Hay figuras apenas bocetadas que nos recuerdan otras que tenemos grabadas en el inconsciente. La mujer de Ascensión puede ser Evita en su lecho de muerte o tal vez la Virgen muerta de Caravaggio. No lo sabremos nunca. Él tiene la humildad de no contarnos nada y dejarnos participar y disfrutar de este juego maravilloso de su intuición. Nada se dice a los gritos; la sugerencia y el susurro son la materia de estas obras, los colores y las formas, su lenguaje.
Al final de cuentas, ya no podré recriminarle no haber seguido pintando después de aquel mural de los ochenta. Esta muestra del Genaro Pérez conserva la pasión de aquellos años, y las obras son sus nuevas hijas, gestadas con el mismo amor de entonces.

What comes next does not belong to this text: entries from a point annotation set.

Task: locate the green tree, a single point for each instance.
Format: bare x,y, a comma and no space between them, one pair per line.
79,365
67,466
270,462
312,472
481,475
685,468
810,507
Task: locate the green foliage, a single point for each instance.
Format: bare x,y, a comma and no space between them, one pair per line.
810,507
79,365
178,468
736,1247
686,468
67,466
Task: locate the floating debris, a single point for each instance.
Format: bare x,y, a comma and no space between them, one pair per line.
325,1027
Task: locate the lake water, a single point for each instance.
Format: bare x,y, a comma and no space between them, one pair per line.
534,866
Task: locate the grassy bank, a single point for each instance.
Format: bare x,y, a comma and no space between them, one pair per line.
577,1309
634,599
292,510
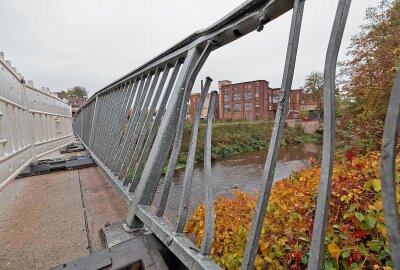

PD: Aquel mural de la Cañada está bien guardado en mi memoria, con una pátina de admiración que lo protege. Sigo sin entenderlo y, quizás por eso, se conserva en tan buen estado.
Para visitar
Pinturas. La exposición del artista cordobés Aníbal Buede se podrá visitar durante mayo y junio en el Museo Genaro Pérez. Dirección: General Paz 33. Entrada libre y gratuita.